Тем временем как сеньор де Вильясека рассчитывал дистанцию для блестящей, триумфальной атаки, к голове быка протянулась длинная металлическая трубка. На одном ее конце был микрофон, на другом — Баярд Бруин-младший. Бык обнюхал микрофон, и Баярд, чьи взволнованные глаза виднелись над самым бурладеро, заорал в надежде побудить быка издать какой-то пригодный для записи звук. Разозленный сеньор де Вильясека жестом велел полицейским арестовать преступника, но при этом повернул лошадь мордой к быку. В ту минуту, когда он грузно свешивался вправо, указывая на Баярда обеими бандерильями, лошадь вздумала метнуться влево, и сеньор де Вильясека камнем упал на песок. Бык неторопливо подошел к нему, обнюхал, постоял над ним в бездействии, а потом среагировал на упорную барабанную дробь, которую выбивали на его спине ратанговые трости monosabios[98], повернулся, увидел лошадь и возобновил уже традиционную погоню.

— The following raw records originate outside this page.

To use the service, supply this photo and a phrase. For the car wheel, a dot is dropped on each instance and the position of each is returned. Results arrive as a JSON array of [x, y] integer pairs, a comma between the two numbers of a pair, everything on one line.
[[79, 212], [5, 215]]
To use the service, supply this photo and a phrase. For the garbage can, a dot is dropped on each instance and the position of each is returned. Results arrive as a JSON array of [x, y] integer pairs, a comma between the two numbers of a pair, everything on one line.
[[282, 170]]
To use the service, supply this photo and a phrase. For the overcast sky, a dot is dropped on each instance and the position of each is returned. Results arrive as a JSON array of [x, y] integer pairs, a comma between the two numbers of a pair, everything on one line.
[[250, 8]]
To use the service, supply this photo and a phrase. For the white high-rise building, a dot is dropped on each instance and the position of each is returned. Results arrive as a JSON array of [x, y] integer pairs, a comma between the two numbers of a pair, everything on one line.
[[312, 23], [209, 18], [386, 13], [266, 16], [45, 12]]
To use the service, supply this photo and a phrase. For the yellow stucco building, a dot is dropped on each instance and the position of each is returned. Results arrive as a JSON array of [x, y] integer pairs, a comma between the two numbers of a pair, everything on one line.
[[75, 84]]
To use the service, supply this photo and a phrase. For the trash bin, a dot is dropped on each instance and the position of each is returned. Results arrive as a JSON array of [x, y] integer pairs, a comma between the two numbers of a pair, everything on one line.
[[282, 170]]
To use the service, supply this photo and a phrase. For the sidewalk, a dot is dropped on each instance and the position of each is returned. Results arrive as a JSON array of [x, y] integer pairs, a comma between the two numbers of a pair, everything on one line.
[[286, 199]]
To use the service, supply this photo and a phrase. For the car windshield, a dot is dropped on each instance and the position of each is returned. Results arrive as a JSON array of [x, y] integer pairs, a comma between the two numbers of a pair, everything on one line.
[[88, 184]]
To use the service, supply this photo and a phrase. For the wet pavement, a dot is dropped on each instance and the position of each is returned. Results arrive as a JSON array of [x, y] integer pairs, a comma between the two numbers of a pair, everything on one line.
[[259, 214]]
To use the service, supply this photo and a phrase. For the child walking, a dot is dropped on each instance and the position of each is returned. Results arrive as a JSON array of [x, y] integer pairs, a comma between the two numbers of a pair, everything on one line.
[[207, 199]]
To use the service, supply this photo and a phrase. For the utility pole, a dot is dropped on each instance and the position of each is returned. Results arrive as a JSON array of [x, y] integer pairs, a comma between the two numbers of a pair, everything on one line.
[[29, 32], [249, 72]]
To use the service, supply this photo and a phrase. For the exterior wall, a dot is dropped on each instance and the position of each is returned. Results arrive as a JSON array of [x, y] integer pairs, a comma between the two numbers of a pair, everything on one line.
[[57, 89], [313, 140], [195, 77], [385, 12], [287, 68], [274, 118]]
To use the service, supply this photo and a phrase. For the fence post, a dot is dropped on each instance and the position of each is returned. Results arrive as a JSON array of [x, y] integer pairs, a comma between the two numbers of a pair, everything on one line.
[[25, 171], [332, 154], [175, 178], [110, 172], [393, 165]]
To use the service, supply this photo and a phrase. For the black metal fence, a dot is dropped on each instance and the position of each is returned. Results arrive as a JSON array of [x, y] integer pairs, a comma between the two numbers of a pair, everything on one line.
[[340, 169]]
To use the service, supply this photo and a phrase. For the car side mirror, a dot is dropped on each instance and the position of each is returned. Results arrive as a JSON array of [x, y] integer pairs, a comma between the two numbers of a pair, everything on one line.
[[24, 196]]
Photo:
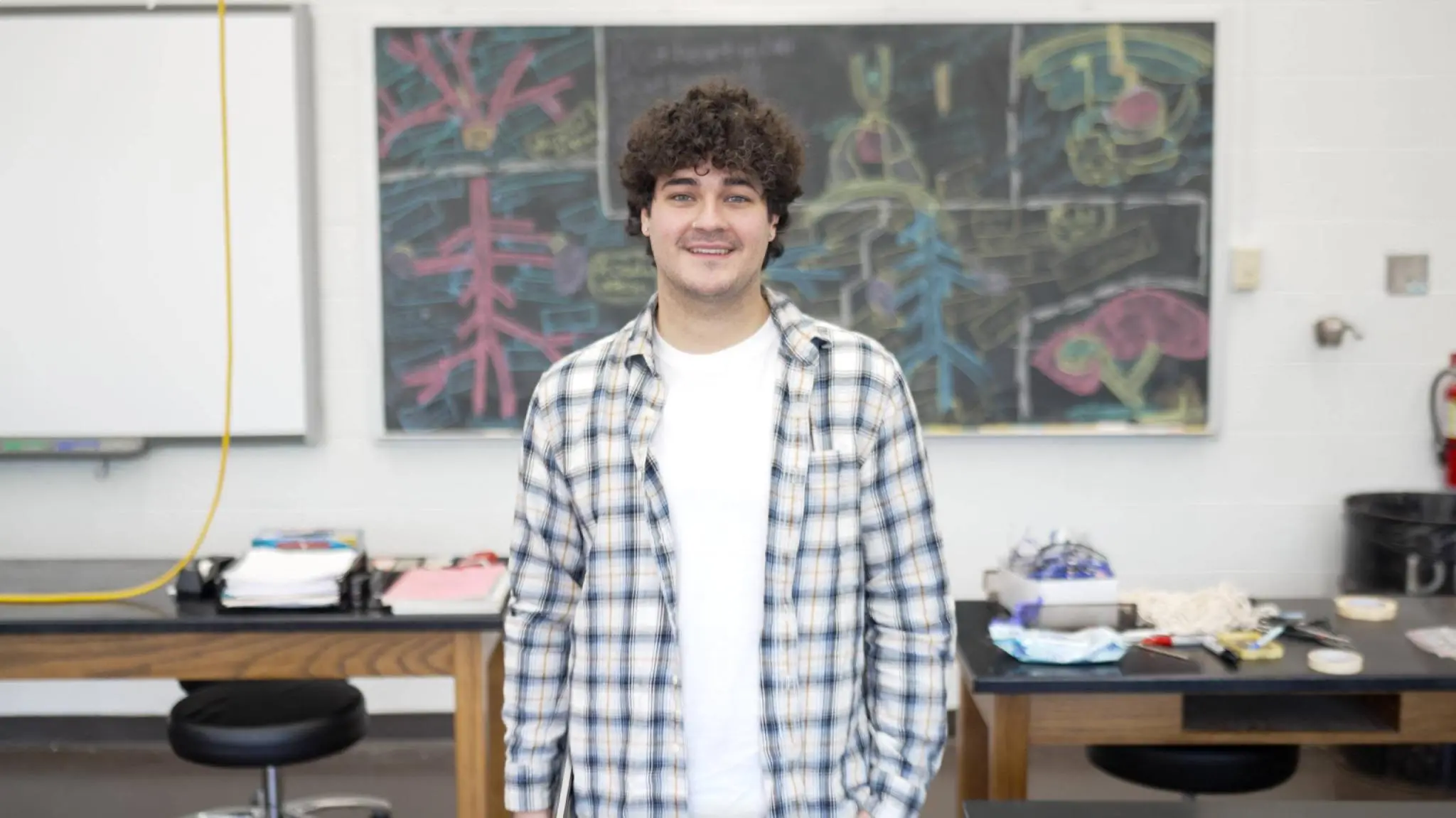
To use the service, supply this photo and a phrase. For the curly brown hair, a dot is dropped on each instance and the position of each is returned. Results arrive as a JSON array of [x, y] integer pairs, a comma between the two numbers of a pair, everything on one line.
[[721, 124]]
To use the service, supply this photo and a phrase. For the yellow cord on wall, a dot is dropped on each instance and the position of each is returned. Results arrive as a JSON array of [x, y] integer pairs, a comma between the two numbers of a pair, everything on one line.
[[228, 401]]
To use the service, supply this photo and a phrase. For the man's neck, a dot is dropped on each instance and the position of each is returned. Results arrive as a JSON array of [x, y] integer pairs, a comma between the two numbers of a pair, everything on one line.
[[702, 329]]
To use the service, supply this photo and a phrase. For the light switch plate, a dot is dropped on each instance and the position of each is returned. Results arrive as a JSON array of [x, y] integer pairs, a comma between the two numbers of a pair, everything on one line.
[[1247, 268], [1408, 274]]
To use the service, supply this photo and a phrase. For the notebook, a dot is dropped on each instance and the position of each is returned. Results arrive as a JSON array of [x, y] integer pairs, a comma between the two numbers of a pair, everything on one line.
[[476, 588]]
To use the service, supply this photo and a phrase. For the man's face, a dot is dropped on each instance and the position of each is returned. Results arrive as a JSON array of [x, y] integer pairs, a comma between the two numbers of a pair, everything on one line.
[[710, 232]]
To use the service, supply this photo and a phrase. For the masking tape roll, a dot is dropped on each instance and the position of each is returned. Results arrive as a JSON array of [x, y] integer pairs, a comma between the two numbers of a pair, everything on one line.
[[1336, 662], [1366, 609]]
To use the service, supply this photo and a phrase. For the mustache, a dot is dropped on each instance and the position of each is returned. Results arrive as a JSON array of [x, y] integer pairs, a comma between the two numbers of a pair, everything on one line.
[[708, 239]]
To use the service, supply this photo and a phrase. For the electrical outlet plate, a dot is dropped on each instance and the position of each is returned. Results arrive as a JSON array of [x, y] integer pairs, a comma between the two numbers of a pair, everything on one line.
[[1407, 274], [1247, 268]]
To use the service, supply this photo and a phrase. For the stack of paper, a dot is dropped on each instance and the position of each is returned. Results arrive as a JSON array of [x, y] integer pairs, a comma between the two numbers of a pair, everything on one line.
[[478, 588], [287, 578]]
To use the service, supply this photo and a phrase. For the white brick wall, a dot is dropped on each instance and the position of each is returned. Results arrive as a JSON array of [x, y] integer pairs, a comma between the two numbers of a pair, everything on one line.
[[1340, 130]]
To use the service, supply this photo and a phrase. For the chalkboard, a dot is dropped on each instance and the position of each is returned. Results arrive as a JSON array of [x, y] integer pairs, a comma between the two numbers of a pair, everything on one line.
[[1019, 213]]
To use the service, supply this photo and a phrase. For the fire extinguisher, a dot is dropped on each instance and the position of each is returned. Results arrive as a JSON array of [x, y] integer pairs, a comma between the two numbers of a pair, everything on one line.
[[1446, 431]]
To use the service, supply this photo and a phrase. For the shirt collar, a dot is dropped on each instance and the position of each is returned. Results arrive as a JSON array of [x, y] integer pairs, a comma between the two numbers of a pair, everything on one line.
[[801, 335]]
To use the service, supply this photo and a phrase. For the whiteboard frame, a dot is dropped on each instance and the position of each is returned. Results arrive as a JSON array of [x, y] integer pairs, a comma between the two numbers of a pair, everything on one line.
[[306, 184], [1231, 23]]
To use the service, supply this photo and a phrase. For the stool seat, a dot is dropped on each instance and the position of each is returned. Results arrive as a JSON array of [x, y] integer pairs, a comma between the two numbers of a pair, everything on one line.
[[267, 723], [1199, 770]]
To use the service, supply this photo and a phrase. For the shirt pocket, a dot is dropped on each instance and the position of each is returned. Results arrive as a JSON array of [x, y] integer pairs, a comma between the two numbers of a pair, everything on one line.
[[832, 501]]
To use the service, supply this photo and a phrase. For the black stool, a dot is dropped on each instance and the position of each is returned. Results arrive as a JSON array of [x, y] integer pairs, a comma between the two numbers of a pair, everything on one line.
[[1199, 770], [269, 725]]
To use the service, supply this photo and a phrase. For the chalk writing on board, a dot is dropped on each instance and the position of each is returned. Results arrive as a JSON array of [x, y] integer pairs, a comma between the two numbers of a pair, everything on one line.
[[1019, 213]]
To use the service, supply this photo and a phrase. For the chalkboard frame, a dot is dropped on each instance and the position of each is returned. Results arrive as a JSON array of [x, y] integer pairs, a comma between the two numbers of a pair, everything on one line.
[[1229, 43]]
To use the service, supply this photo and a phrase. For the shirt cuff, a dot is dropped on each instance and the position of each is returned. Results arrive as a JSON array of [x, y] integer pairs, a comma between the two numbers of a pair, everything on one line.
[[886, 805], [529, 800]]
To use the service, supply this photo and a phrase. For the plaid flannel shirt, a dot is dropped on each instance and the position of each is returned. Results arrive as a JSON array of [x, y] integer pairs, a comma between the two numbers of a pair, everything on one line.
[[858, 625]]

Президент больше не мог этого выносить и объявил бой оконченным, приказал выпустить волов, и бык кротко убежал рысцой с арены, а тем временем сеньор де Вильясека, не стыдясь, плакал в объятьях доброго дона Эваристо, который находился в кальехоне на тот случай, если срочно потребуется соборование.
— Бык даже не убил меня! — простонал мэр.
— Еще не все потеряно, — сказал в утешение сержант Кабрера.
Прозвучали фанфары, и появился второй бык. Предварительное ознакомление показало, что это порывистое и ненадежное животное. Кордобано угрюмо разглядывал его. Бык был склонен к внезапным атакам и столь же внезапным колебаниям. Как ни странно, в его внимании к лошадям пикадоров было любопытство, а не враждебность. Получив удар пикой в спину, приближаться к ним он больше не хотел. Весь этот эпизод получился очень затянутым и безобразным, пикадоры были вынуждены медленно теснить быка к центру арены, из толпы раздавались насмешливые и негодующие вопли. В конце концов фанфары возвестили решение президента, что такого обращения с животного хватит, и пикадоры под возмущение публики с каменными лицами покинули арену. Кордобано с величественным видом подошел к президентской ложе, приподнял шляпу, поклонился, опустив подбородок на полдюйма, и попросил разрешения убить быка. Президент одобрил помигиванием эту идею, и Кордобано посвятил быка герцогине, та выгнула брови дугой, изображая трагизм, однако по выражению ее лица вполне можно было предположить, что ей на спину упала холодная капля.
Кордобано медленно подошел к избранному месту и уставился на быка. Бык придвинулся на дюйм-другой, остановился. Кордобано, стоявший, сведя вместе ступни, вызывающе выпятив бедра вперед и опустив подбородок, словно скрипач на скрипку, приготовился вознести бой с недостойным противником на уровень трагедии, если только удастся. И тут на арену ворвался жуткий порыв ветра, первый предвестник грозы. Куривший в кальехоне Рафаэлито вскинул голову и угрюмо окинул небо взглядом знатока. Пока что оно было голубым, но вдали виднелась белая тучка, черневшая но краям. Он скривил гримасу.